Sein Mittel zum Zweck waren die Enzykliken, also Apostolische Schreiben, derer er sage und schreibe 86 verfasste. Insbesondere der Einsatz der Kirche für soziale Gerechtigkeit wird in seiner Enzyklika Rerum Novarum von 1881 erstmals deutlich auch unter soziopolitischen Gesichtspunkten verfestigt - die Antwort aus dem Vatikan auf das Kommunistische Manifest von 1848. Damit sollte er auch über Kirchenkreise hinaus als ?Arbeiter“- und ?Sozialpapst“ bekannt werden.
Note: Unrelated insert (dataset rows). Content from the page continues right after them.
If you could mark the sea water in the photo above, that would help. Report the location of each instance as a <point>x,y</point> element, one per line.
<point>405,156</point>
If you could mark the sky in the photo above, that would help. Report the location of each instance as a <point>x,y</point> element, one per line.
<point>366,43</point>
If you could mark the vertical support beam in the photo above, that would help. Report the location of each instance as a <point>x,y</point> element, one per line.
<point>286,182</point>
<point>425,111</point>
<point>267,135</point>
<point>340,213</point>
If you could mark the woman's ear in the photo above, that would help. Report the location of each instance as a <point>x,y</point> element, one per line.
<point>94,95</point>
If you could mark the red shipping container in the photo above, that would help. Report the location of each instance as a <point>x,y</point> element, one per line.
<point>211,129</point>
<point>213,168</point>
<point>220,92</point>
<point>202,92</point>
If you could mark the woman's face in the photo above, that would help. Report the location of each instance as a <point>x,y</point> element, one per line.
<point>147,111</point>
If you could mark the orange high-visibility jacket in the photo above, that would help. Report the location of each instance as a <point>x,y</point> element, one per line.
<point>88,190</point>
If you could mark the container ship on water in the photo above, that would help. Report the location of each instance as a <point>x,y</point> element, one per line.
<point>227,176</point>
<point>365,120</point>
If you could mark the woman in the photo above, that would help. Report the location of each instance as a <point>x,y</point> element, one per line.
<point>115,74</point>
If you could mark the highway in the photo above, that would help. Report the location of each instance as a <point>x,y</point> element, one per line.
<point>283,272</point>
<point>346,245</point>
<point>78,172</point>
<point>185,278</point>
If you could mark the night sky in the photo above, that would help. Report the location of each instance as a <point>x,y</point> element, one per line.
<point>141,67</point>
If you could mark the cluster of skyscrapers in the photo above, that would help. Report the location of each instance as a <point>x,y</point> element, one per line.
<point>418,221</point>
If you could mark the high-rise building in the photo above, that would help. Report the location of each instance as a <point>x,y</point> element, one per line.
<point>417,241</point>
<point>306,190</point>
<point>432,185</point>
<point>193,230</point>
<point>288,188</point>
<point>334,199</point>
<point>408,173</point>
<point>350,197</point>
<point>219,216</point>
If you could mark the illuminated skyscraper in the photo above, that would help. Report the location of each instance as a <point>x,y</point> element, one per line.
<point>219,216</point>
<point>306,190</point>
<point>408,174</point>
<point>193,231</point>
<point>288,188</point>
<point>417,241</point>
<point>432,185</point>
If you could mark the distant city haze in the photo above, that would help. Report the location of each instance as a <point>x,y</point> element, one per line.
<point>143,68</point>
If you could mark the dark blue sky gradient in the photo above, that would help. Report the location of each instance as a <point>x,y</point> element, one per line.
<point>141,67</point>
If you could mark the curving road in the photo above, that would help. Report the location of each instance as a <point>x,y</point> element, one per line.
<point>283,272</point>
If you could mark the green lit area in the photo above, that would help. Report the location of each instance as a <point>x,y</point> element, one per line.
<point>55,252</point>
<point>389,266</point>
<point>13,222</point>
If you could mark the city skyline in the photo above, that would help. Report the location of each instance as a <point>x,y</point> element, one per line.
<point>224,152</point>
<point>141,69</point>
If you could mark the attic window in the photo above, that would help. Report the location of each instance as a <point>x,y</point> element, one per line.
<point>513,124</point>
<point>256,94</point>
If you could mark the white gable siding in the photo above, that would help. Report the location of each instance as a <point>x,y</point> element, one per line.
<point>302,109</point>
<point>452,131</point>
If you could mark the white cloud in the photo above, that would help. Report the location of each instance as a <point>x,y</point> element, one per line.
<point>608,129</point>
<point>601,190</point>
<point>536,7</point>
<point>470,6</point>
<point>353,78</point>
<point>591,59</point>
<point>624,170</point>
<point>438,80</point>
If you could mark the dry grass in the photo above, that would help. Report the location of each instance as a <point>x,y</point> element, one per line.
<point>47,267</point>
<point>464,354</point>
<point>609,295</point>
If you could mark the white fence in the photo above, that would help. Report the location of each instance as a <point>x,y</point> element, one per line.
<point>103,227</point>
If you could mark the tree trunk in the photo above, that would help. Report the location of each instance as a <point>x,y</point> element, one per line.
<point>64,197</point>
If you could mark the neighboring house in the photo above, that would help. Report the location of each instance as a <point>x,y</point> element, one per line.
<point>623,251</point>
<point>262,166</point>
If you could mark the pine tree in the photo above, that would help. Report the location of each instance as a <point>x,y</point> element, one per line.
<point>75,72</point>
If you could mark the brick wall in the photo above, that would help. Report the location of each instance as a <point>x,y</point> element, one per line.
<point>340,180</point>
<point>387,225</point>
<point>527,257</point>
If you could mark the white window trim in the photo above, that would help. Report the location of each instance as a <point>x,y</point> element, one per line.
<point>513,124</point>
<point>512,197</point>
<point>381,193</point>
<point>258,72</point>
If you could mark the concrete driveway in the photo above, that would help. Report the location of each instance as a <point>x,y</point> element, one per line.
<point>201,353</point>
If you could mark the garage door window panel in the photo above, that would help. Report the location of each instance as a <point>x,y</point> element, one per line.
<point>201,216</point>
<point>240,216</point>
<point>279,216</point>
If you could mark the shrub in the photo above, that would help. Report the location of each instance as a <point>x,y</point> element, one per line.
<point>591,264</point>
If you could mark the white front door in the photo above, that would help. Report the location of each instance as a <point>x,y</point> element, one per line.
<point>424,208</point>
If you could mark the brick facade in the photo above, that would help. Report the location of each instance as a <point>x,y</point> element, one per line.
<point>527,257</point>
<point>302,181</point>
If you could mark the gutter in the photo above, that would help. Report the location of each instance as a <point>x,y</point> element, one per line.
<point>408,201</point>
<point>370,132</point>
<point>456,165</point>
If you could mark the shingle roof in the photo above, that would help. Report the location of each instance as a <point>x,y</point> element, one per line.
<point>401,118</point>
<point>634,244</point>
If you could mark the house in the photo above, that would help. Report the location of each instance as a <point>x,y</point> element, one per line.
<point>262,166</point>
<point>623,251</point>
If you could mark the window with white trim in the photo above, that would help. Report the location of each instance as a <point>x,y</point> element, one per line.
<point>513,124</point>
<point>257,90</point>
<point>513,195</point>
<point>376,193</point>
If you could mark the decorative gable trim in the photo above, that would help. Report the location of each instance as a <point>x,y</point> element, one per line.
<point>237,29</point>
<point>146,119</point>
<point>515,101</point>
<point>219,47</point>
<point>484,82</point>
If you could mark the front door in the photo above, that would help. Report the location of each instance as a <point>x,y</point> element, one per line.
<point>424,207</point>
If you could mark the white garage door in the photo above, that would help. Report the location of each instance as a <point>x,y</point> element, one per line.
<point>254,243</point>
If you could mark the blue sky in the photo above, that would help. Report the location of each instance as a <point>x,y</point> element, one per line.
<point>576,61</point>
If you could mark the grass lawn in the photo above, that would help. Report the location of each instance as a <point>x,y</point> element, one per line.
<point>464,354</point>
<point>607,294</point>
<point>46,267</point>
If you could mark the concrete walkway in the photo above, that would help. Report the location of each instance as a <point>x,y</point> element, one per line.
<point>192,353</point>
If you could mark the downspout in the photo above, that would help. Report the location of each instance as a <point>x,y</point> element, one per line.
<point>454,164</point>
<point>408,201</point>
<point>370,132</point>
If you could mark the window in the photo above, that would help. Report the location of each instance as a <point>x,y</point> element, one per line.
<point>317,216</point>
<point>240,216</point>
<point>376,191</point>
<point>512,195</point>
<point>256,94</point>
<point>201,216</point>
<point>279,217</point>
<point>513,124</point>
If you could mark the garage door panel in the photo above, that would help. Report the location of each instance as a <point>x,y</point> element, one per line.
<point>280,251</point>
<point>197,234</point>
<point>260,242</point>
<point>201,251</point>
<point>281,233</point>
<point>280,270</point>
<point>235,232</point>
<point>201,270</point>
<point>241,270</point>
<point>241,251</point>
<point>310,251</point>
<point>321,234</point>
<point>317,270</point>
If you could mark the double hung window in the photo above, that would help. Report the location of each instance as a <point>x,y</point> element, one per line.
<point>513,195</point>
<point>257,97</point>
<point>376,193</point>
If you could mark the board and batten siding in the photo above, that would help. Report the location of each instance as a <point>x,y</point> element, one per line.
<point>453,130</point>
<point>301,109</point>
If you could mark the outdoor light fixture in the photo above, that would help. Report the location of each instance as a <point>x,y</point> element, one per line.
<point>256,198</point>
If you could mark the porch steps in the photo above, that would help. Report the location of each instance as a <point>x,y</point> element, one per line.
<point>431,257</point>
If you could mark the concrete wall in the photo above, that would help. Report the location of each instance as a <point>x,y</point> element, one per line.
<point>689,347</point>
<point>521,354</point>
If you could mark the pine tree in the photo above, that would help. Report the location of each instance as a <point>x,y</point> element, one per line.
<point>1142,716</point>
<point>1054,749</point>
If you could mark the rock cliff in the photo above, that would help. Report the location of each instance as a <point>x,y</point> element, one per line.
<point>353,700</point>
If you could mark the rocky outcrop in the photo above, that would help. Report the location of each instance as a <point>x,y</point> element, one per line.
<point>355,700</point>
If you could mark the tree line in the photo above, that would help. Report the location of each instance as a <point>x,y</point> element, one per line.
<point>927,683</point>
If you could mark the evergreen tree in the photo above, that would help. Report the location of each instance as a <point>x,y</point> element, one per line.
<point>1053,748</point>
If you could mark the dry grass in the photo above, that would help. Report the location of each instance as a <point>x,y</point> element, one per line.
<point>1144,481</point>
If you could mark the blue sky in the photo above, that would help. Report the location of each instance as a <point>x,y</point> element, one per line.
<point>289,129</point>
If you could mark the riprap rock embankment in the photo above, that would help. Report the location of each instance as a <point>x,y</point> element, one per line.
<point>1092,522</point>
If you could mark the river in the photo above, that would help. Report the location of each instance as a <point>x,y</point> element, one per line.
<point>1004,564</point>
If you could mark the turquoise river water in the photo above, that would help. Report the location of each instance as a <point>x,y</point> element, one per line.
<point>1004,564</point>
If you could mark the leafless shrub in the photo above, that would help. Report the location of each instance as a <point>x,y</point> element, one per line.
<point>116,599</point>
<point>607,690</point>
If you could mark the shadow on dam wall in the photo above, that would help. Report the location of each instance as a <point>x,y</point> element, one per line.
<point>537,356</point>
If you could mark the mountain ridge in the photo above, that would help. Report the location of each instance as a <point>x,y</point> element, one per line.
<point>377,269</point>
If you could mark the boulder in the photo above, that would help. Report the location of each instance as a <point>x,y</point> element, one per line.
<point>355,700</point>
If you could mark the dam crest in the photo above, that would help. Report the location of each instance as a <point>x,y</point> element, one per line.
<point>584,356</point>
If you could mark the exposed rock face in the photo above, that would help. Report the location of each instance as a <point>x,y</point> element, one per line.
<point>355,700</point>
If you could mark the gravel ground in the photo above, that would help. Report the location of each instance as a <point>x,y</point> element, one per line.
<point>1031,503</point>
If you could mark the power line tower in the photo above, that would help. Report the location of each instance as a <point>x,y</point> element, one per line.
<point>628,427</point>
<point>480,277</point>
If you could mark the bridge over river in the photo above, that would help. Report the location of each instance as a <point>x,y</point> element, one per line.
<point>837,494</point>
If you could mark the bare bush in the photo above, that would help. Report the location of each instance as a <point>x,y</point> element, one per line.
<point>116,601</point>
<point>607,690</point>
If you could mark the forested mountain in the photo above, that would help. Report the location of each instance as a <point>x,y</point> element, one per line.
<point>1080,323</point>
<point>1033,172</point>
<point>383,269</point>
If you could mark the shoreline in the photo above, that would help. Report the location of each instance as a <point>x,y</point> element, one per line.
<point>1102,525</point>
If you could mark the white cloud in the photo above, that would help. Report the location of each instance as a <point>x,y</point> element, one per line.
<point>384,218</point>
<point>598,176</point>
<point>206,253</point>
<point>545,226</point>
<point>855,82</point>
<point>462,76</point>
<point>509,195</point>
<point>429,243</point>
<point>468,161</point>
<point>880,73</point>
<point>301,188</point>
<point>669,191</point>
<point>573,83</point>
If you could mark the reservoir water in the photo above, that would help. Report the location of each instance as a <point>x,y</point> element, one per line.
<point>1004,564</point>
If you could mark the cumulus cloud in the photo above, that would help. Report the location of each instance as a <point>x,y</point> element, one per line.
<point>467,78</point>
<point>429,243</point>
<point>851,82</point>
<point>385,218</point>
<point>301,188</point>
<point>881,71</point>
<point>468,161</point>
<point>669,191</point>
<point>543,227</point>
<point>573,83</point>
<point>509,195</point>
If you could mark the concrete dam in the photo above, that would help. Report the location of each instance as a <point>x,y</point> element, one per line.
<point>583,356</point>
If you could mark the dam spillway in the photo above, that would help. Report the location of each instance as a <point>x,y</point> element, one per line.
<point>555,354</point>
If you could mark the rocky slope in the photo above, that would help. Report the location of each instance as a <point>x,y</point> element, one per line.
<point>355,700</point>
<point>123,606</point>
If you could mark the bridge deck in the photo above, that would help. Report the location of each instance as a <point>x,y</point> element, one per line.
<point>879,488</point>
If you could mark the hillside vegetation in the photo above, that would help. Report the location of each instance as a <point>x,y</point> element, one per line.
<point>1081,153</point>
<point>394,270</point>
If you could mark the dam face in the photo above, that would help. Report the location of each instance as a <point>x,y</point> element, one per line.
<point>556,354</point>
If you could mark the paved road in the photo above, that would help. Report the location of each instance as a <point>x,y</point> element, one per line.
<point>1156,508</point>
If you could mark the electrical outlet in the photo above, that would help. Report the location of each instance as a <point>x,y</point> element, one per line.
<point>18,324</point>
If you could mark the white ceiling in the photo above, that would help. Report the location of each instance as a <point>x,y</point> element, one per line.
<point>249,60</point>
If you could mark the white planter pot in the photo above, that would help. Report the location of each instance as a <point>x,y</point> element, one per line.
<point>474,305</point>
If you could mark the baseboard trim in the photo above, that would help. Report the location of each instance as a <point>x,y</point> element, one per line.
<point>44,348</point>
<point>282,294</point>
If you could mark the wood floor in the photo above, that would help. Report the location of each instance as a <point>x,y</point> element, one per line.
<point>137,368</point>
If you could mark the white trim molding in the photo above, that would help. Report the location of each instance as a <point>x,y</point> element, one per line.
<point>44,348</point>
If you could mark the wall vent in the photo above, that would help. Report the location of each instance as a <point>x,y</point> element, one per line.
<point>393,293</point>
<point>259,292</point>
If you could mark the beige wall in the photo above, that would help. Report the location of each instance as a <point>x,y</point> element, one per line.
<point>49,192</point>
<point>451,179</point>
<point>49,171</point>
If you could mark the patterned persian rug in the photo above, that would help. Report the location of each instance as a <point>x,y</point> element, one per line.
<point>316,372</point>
Diese Komponente des Leoninischen Denkens hatte Robert F. Prevost ganz besonders bei seiner Namenswahl im Blick, wie er anschließend vor den Kardinälen erläuterte.
Überparteilichkeit des Heiligen Stuhls
Doch es gibt auch andere Nuancen im Wirken Leo XIII., die die Namenswahl seines Nachfolgers im Papstamt rund 130 Jahre später logisch untermauern. Denn dieser Papst, der die Kirche in die Moderne trug, musste zunächst damit umgehen, dass er mit dem Verlust der weltlichen Macht im handfesten politischen Geschäft kaum tätig werden konnte. Neue Lösungen und auch Verhaltensweisen mussten her. Dies erkannte Leo XIII., indem er eine neue Art der Außenpolitik verfolgte, die den Papst und seine Nachfolger letztlich als moralische und überparteiliche Instanz etablieren sollte.
Während Pius IX. sich einigelte und insbesondere in seinem späten Pontifikat auf Konfrontationskurs ging, hatte sein direkter Nachfolger eine glücklichere Hand in heiklen politischen Fragen, beispielsweise, was den Kulturkampf in Preußen anging, aber auch die Verbesserung der Beziehungen des Vatikans zu ausländischen (und oft nichtkatholischen) Staaten wie Russland, England oder die USA – oder, sein Meisterstück, die Vermittlung zwischen Preußen und Spanien um die Karolinen, eine Inselgruppe im Pazifik.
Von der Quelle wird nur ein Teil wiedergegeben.